Friday, April 13, 2007

Feminists debate logic of "humanitarian" warwar

"Dust in the Eyes of the World." By Anna Carastathis. October 19, 2006

Is the military deployment in Aghanistan – which some Afghan feminists are calling an occupation– improving the lives of women? The claim that the war in Afghanistan will liberate Afghan women has been circulating since before the bombs began to drop, on October 7, 2001. By mid-October of that year--the day before World Food Day--the UN High Commissioner for Refugees reported that 7.5 million Afghans had no access to food and were at risk of starvation. A few months later, on January 29, 2002, during his State of the Union address, George Bush jubilantly declared: "Today, women are free and are part of Afghanistan's new government." In July 2006, it was reported that the war had created 2.2 million refugees and at least 153,200 internally displaced people. It is estimated that between 12,541 and 25,308 Afghan people have died in the war.

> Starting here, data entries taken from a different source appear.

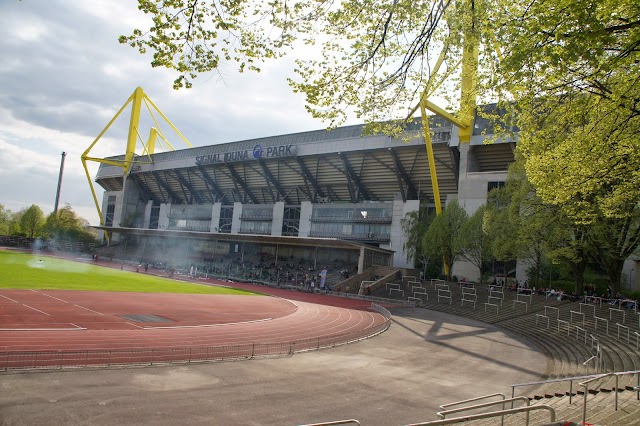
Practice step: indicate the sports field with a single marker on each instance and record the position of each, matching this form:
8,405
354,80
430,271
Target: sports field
38,272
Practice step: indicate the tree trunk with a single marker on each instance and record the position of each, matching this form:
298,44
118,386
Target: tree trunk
614,271
578,273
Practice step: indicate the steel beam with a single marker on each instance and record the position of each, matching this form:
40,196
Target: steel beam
239,181
360,190
309,178
211,183
189,186
161,182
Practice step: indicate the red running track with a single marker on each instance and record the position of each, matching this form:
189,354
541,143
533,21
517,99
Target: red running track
50,320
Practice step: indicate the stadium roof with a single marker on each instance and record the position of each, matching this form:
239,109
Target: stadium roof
331,166
257,239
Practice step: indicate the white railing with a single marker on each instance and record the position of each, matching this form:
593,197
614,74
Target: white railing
552,415
616,389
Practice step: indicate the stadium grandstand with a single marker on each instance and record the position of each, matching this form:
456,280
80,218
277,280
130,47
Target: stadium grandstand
319,199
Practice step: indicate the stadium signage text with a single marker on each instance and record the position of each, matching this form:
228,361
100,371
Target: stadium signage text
255,153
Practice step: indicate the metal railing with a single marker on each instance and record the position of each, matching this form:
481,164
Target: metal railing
615,390
66,359
552,415
336,422
443,414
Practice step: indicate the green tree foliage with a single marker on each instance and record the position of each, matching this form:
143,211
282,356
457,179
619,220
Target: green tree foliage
443,238
414,225
5,220
477,238
568,70
66,225
371,56
574,67
32,221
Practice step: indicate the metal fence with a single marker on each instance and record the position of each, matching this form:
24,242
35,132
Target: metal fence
70,359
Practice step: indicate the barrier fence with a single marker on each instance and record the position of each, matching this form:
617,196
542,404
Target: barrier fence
68,359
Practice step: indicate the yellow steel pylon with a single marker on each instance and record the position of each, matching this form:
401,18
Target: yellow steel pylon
137,99
468,95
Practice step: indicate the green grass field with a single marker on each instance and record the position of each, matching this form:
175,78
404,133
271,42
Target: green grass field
30,271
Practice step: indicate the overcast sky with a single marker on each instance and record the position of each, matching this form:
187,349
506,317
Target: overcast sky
64,75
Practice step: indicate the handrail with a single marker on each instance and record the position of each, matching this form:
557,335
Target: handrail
336,422
484,404
552,414
477,398
442,414
598,377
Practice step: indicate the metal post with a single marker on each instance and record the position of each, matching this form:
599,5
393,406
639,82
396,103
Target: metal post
617,392
55,207
570,391
584,404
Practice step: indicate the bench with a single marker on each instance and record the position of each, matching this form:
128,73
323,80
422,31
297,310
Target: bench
571,313
491,304
392,290
605,321
526,305
468,297
444,294
538,316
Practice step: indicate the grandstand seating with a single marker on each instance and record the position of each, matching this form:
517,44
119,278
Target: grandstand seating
568,332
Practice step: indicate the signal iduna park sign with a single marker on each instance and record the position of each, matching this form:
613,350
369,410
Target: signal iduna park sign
256,153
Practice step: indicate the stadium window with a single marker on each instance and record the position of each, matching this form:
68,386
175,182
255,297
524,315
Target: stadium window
494,185
111,208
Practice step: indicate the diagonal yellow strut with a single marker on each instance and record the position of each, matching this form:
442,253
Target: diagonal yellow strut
137,97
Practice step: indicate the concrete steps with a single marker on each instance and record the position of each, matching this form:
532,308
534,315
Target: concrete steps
566,349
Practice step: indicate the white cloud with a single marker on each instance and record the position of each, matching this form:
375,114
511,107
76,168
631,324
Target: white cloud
65,75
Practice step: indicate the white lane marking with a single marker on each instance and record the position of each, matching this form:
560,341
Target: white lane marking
91,310
41,329
31,307
44,294
209,325
135,325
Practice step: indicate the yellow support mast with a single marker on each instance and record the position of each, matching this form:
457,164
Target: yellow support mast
468,96
137,98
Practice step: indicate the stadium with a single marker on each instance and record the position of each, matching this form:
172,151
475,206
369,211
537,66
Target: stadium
324,199
266,216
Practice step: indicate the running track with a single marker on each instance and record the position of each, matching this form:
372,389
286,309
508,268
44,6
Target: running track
70,320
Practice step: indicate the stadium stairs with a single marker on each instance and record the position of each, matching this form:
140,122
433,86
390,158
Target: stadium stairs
567,332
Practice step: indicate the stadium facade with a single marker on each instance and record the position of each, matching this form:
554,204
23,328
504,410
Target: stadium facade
337,190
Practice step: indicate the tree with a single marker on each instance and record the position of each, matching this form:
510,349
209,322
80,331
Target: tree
32,221
415,225
443,238
374,58
476,238
66,225
5,220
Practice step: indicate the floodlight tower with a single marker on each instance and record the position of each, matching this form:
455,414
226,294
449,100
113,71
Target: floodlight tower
137,99
468,92
55,206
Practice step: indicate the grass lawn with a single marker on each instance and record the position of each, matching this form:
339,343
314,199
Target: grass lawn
31,271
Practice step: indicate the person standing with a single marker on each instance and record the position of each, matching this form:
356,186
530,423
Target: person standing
323,277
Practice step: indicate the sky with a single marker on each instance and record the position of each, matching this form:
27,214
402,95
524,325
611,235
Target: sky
63,76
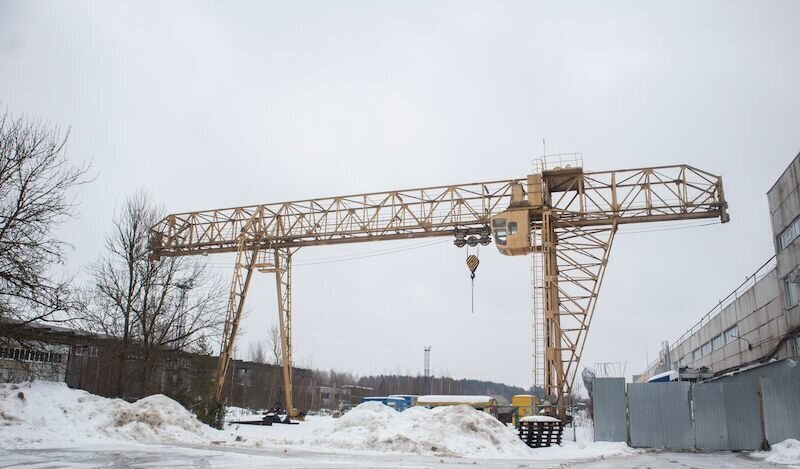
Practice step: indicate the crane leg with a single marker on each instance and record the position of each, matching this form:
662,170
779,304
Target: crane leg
571,270
242,275
283,282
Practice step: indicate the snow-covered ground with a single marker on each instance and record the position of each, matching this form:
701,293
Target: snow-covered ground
46,424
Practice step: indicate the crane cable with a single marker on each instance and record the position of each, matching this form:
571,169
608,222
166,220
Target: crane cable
472,264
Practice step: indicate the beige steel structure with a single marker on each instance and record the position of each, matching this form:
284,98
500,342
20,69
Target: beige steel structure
569,220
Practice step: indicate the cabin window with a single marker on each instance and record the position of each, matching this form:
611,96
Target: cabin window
500,236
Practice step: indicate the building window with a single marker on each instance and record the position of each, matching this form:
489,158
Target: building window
789,234
790,289
717,342
731,334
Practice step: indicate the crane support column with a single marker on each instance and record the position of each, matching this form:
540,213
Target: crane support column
283,282
242,275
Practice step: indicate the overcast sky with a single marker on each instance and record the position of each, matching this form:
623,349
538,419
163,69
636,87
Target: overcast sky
208,105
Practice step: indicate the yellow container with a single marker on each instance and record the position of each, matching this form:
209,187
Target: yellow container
524,404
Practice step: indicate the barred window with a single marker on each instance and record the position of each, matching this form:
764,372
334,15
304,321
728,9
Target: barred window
717,342
789,234
731,334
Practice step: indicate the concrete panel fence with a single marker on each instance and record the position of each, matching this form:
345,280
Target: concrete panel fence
734,415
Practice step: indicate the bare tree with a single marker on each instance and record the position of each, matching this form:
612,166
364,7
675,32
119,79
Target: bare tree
36,185
173,304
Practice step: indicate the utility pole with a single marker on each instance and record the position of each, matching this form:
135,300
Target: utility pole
428,369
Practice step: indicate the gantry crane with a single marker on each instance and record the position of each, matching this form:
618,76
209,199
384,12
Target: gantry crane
564,217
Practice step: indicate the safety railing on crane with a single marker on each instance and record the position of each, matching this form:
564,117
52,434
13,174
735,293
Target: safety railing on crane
557,161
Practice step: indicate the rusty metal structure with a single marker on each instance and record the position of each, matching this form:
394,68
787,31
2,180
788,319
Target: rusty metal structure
563,217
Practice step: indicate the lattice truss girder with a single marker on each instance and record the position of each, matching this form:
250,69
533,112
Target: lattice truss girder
625,196
639,195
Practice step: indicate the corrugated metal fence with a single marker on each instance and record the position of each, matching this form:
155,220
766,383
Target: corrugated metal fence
721,415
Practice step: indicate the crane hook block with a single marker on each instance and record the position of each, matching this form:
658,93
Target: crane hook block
472,264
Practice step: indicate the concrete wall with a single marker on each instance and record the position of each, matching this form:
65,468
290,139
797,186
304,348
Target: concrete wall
784,208
761,313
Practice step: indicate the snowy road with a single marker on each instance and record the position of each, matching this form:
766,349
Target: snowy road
176,457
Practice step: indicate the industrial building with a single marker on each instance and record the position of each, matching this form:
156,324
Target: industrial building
759,321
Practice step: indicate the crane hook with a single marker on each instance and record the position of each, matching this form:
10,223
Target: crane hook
472,265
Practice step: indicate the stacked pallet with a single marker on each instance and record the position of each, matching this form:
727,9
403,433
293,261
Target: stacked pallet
540,431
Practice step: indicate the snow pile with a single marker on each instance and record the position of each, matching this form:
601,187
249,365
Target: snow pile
785,452
47,413
443,431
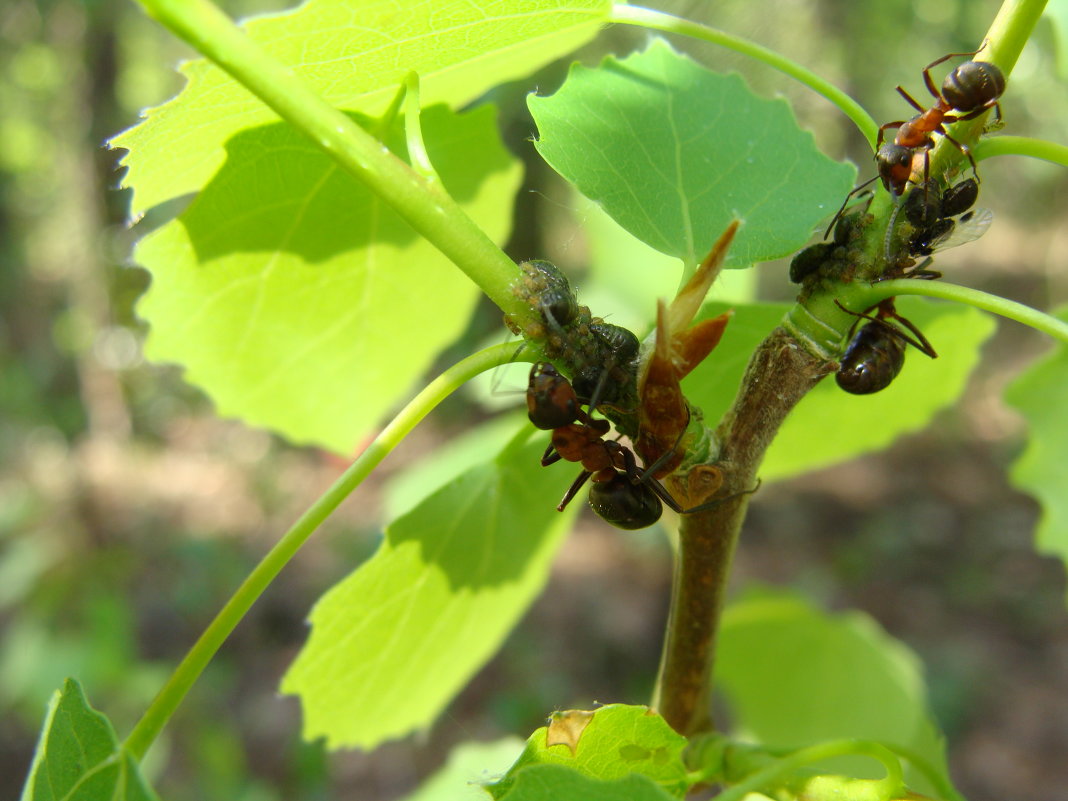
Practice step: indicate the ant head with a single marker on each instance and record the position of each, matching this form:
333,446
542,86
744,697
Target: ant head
551,402
895,166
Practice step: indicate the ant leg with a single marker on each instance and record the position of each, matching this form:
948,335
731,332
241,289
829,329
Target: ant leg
837,215
859,315
923,345
551,456
574,489
882,129
911,100
964,148
647,474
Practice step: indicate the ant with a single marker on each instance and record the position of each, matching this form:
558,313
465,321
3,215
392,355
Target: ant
622,493
876,354
971,89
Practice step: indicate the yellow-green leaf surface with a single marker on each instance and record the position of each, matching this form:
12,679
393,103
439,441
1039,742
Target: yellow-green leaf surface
559,783
470,765
829,425
795,676
609,743
79,758
393,643
674,152
298,300
1041,396
355,53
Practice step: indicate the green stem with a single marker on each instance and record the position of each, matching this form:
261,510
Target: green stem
661,21
996,304
894,782
1021,146
1005,38
424,204
165,704
413,130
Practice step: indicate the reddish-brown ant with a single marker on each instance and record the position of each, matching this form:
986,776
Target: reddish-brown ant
876,354
971,90
622,493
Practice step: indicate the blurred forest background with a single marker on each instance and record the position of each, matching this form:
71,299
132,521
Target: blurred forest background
128,512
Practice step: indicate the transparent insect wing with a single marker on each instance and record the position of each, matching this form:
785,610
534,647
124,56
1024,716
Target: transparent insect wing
969,228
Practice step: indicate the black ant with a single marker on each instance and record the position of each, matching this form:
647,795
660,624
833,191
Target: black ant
971,89
622,493
876,352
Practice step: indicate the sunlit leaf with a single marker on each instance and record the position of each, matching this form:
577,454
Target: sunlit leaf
674,152
392,643
608,743
79,758
355,53
830,425
470,766
559,783
297,300
1040,394
796,676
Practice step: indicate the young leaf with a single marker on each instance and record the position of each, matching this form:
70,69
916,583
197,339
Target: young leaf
78,756
612,742
795,676
392,643
674,152
861,424
559,783
297,300
356,53
1040,394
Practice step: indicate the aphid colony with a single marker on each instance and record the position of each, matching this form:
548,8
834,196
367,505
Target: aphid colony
938,216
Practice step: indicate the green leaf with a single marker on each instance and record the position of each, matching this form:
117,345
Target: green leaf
435,469
796,676
297,300
865,423
356,53
1040,394
392,643
559,783
610,743
469,767
861,423
78,756
674,152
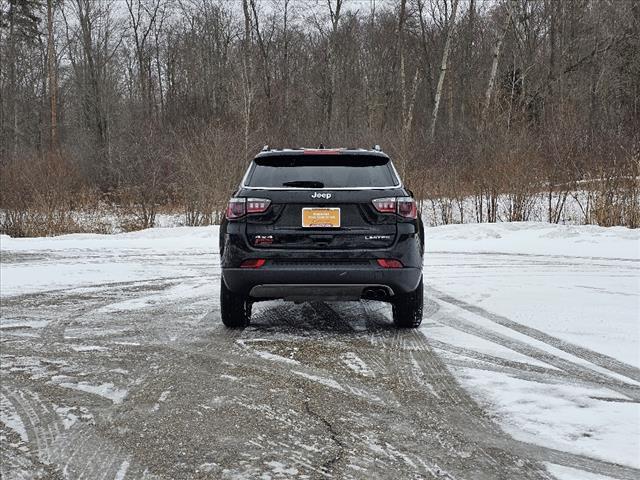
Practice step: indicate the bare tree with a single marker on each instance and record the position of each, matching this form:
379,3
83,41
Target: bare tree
443,69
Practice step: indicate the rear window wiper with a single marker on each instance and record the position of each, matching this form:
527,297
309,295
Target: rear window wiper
304,184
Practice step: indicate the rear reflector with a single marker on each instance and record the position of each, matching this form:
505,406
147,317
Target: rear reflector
407,207
253,263
389,263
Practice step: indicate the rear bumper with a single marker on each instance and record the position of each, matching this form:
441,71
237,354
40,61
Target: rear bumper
348,283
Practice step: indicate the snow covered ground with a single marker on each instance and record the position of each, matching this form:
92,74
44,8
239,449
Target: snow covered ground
564,300
539,323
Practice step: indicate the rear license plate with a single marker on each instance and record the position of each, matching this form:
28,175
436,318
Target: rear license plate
321,217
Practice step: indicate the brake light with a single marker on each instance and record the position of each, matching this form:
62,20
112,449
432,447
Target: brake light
404,206
238,207
385,205
407,207
389,263
257,205
253,263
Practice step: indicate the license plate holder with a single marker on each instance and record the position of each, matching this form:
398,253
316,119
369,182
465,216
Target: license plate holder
324,217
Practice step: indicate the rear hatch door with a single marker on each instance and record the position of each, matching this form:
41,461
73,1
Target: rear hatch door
321,202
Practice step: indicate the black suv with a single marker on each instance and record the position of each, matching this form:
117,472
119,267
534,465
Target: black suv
321,224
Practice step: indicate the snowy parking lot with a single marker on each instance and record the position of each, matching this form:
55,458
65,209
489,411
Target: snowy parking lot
114,363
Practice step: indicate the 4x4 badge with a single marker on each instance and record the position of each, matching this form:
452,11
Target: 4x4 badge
326,196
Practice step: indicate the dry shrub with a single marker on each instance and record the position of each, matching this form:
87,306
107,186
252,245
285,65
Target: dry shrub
208,172
45,196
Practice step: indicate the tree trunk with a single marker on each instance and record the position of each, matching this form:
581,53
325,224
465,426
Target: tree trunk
494,67
52,80
443,69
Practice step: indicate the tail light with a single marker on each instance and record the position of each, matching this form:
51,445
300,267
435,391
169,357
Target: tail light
238,207
385,205
407,207
257,205
404,206
253,263
389,263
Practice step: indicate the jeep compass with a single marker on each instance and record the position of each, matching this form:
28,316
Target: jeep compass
321,224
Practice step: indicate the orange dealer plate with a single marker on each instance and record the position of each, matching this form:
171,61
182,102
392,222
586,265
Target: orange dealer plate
321,217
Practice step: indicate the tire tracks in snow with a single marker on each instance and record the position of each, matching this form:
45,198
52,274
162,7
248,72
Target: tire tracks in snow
596,358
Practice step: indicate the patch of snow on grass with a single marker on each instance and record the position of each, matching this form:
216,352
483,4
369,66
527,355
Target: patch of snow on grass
106,390
9,416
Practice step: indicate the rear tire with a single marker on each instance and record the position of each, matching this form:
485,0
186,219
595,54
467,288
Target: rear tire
407,308
235,309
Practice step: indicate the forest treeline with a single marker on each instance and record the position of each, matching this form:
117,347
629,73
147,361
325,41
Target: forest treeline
149,105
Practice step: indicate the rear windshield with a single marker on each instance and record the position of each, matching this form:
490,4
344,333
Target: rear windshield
321,171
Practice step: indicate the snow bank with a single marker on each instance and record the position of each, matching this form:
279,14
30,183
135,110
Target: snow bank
533,238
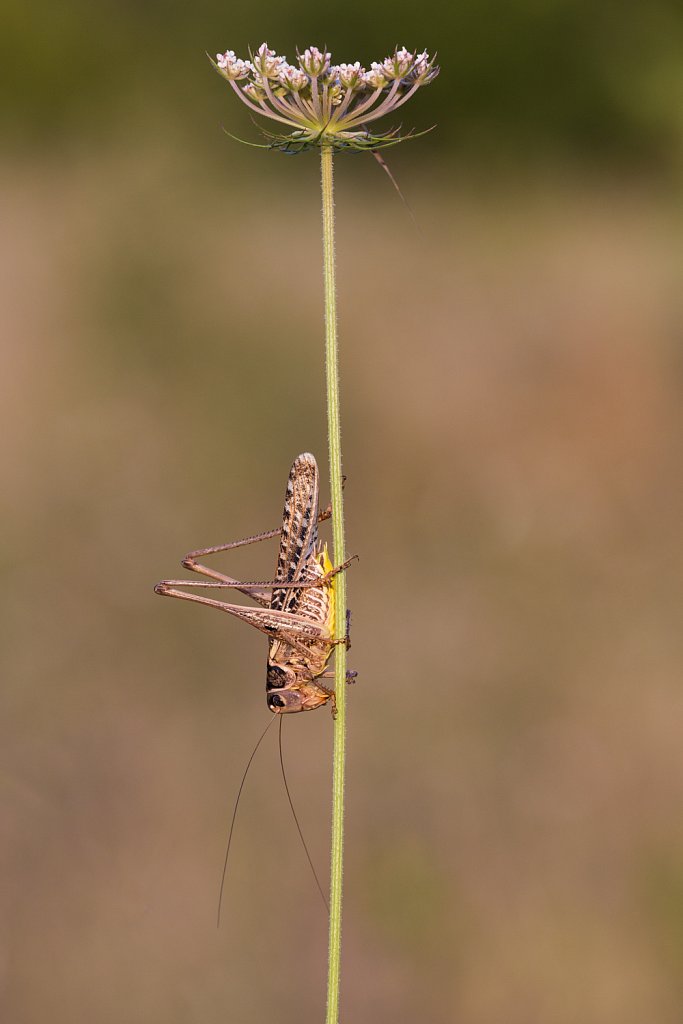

Global opposition to the invasion of Iraq was mobilized even before the war began; by contrast, the war in Afghanistan, spun as a humanitarian effort, is the war relatively few Canadians seem to want to--or know how to--audibly oppose. Canadians take pride in themselves for not following the United States into an illegal war in Iraq, but not many questions were raised about Canada taking over the US mandate in Afghanistan (which allowed the US to focus its military and resources in Iraq). Part of the reason for this is that the war in Afghanistan – named 'Operation Enduring Freedom' – was, from the beginning, promoted as war that would restore the women's rights by deposing the Taliban.